For commission: despite my desire to teach from rest, to nurture joy and wonder in learning, to create space for contemplation—despite knowing better—I assigned too much work. I labored to ensure that my assignments were not busywork and that each one would provide practice in what we were learning while also drawing out the students’ curiosity and creativity; but then, I just gave too many good assignments. And so too many of my students either gave up on completing all the assignments, missing the opportunity for practice, or else grew exhausted completing them all, missing the opportunity for curiosity and creativity. And I, fighting the horrible Hydra of grading stacks that would grow back as soon as I vanquished them, missed the opportunity to model for students the restful practice, wondering curiosity, and joyful creativity that I was asking of them.

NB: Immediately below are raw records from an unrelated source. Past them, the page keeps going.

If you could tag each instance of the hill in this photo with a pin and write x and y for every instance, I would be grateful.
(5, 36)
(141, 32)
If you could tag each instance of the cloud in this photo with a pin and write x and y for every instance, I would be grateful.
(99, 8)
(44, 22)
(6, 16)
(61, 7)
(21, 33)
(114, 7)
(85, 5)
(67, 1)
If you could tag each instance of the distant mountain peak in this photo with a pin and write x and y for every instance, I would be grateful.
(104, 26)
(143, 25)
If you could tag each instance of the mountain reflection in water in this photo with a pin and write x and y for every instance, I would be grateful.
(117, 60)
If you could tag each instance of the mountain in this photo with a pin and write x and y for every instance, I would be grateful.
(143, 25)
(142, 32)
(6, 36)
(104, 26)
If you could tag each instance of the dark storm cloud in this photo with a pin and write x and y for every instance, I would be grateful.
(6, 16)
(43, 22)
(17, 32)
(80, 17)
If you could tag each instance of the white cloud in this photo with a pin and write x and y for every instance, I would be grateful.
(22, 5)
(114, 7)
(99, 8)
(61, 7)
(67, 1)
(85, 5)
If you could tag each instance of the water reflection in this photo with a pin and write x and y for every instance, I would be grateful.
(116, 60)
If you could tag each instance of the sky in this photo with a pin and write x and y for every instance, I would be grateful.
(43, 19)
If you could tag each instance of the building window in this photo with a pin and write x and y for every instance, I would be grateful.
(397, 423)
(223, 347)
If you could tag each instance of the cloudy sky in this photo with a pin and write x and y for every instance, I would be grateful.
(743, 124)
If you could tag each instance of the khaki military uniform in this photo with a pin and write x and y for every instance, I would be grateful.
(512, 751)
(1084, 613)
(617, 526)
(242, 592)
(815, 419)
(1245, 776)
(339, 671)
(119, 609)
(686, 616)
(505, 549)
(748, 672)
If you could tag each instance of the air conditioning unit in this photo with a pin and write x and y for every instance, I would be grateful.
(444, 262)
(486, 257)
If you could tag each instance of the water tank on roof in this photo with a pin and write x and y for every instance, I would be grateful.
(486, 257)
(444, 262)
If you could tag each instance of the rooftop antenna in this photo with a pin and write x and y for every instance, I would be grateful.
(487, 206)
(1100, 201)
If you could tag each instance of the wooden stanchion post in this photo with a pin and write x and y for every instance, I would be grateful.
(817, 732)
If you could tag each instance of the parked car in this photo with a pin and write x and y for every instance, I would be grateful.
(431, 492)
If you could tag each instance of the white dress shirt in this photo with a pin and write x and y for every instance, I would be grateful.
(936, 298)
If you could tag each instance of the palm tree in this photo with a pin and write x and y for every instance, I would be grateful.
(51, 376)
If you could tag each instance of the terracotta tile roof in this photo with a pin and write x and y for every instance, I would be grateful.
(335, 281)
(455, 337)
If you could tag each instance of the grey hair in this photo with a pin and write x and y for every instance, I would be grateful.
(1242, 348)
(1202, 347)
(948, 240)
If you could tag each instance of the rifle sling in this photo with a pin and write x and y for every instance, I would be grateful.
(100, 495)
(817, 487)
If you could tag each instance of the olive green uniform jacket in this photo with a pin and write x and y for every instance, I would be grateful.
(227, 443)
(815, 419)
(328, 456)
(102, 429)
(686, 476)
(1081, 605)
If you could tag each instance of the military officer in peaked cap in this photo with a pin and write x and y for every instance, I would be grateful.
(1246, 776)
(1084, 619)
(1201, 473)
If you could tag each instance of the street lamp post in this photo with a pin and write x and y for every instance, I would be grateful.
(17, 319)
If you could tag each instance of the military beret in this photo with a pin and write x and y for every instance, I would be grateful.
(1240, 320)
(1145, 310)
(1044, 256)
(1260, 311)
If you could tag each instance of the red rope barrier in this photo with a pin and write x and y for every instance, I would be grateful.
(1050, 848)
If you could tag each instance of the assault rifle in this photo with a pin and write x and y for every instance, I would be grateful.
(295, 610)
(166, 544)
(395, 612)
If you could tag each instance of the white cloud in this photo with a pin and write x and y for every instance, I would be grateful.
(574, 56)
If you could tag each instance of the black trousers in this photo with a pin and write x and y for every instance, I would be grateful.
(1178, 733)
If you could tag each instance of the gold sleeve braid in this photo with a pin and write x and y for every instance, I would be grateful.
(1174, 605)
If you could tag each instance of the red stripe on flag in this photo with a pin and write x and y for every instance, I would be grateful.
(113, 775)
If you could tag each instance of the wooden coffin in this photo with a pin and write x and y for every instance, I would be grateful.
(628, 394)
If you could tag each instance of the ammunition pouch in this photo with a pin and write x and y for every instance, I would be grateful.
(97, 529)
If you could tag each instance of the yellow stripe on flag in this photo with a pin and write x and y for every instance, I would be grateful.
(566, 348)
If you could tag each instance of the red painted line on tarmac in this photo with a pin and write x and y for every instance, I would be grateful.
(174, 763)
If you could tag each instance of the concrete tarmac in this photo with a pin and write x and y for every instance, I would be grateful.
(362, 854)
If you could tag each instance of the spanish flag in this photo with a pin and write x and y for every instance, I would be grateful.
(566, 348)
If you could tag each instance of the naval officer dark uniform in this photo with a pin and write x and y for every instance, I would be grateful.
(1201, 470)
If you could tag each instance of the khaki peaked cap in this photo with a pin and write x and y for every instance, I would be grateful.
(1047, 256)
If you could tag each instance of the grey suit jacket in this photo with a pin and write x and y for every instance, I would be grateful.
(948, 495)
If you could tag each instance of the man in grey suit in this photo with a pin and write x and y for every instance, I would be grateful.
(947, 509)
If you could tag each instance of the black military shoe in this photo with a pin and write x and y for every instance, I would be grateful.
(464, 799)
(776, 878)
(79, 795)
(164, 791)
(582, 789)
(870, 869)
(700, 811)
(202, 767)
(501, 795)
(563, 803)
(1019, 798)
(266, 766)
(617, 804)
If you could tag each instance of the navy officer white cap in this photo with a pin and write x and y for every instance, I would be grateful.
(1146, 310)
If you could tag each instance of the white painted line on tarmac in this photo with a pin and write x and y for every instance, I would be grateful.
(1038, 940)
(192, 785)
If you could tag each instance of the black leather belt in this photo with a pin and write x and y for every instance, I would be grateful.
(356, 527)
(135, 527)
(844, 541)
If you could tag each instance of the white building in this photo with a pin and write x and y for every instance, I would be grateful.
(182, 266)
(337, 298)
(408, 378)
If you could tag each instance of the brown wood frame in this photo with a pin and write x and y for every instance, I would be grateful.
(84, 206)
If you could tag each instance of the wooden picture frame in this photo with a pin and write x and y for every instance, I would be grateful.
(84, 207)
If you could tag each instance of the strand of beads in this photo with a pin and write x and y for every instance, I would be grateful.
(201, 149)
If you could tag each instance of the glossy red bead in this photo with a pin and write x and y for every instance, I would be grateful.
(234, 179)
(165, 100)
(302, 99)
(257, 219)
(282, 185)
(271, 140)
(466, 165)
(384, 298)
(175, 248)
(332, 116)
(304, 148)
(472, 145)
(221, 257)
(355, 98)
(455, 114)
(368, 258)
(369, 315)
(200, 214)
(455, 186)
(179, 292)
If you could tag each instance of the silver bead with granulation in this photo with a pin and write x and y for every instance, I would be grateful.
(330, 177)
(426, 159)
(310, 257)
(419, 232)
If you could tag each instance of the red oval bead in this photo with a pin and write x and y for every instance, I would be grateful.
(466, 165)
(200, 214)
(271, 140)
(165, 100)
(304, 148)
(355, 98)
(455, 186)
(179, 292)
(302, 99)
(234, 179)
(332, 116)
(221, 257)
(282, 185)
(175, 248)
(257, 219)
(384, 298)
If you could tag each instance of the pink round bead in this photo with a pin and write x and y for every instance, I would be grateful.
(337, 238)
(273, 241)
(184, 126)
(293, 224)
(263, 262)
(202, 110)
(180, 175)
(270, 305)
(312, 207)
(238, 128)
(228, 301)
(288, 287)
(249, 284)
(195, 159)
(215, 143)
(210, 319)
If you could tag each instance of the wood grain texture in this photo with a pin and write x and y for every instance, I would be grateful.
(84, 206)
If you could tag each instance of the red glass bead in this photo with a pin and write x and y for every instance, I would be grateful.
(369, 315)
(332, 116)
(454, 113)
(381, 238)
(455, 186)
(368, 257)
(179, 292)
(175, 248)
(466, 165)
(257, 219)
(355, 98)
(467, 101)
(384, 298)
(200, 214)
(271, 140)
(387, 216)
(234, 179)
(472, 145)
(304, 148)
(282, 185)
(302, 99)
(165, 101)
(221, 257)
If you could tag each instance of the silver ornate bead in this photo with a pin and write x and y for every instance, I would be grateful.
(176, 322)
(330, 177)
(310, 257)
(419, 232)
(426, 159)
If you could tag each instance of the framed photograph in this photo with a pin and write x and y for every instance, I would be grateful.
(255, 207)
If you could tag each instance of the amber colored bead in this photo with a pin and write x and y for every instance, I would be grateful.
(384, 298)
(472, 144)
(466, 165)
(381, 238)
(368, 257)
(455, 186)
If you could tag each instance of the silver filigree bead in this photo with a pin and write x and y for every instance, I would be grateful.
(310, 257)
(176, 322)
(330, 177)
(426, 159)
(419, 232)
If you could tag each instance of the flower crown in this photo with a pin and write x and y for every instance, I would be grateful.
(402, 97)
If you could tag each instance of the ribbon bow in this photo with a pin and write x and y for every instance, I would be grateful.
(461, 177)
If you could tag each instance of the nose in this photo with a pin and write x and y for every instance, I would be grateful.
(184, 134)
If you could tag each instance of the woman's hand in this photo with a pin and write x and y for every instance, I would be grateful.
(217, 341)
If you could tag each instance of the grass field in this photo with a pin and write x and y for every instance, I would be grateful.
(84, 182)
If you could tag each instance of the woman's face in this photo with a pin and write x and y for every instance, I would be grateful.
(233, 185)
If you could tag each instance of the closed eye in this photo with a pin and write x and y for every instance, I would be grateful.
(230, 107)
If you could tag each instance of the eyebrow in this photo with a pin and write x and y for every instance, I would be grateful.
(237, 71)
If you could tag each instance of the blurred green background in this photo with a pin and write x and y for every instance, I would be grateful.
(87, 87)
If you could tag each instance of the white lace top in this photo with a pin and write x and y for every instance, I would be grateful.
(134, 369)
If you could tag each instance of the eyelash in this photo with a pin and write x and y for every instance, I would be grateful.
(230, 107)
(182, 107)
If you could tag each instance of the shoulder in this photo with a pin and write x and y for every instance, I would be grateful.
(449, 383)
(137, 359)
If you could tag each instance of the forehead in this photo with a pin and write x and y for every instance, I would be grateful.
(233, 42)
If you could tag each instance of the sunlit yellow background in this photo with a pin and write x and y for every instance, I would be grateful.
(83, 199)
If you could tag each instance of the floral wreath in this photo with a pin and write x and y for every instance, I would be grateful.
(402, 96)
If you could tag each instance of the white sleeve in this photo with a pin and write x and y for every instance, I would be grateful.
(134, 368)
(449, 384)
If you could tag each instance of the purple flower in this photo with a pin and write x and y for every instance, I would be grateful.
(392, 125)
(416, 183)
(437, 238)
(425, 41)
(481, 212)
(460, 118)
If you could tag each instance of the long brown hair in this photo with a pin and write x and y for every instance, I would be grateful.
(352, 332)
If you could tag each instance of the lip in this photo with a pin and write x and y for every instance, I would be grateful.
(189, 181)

For omission: this list stretches longer, for there is so much that I want to do as a teacher, that I feel I should do, and that I struggle to find the time and space to be able to do. There are things I have done, but have not done enough. I did not give enough instruction and modeling of assignments, leaving students confused about how to complete them. I did not give enough feedback, or precise enough feedback, or timely enough feedback. I did not seek enough opportunities, whether in class or out, to know each student, and so to know how and on what to focus our learning together. I was not diligent enough in addressing the spirit of complaining that spreads through a school year fast as a drop of food coloring in a glass of water. I did not stretch myself as a teacher, continually seeking for fresh ways to usher students into wonder, but to often fell back on the instructional modes and assignment patterns that come easily to me.

Goodness that meets you though you don’t deserve it, though you haven’t earned or produced it—isn’t that grace?

And yet. And yet, despite these feelings, so, so much goodness had flooded my little classroom. I did not kneel on the dirty classroom carpet because I could not stand under the weight of my sins. Instead, I knelt under a weight of joy and surprise at all the goodness that had still come—the skills students had sharpened, the ideas we had contemplated, the affection that had sprung up amongst us, the virtues in which we’d been strengthened, the moments of stillness when we’d met with wonder. Somehow, all this had piled up over against the failures I could list with such precision; I could hardly claim the credit for it, but wondered at it.

Goodness that meets you though you don’t deserve it, though you haven’t earned or produced it—isn’t that grace?

Most often we reserve that word for speaking of the goodness of salvation and sanctification and the other “-tions” of Paul’s epistles, and I surely am not arguing with that. But then do we think that we somehow deserve the myriad good things that meet us outside of these categories? The Westminster Catechism gives us a name for these, too: they’re gifts of “common grace”—common not because they are poor or mean or unwanted, but because they’re as abundant as sunrises and wildflowers and sleep and friendship and laughter.

You could hear all this and think I am saying that learning does not happen because of our teaching, but despite it—but I do not think that is quite right, and it’s not what I am trying to say. I am trying to say that learning somehow comes through our poor efforts, though it so often outmatches them; that it comes even through our failures; and that this is grace.

And our response to the grace of learning must be like our response to the grace of salvation. Shall we continue in our sins of commission or omission, assigning too much work, staying stuck in our patterns, rushing through teaching tasks, because students will still learn despite our failings? As Paul himself says, by no means! No, for the response owed to grace is always the same: repentance of sin, by confessing particular sins particularly so that they can be known and turned from; rejection of despair, by resisting the temptation to give up under the burden of failure; and renewal in goodness, by making the changes and developing the disciplines needed to replace the sins with their opposing virtues.

The biggest thing I learned about teaching in 2016 was to give thanks for the grace of learning that comes despite my failures, and to respond to that grace with a repentant and renewed spirit.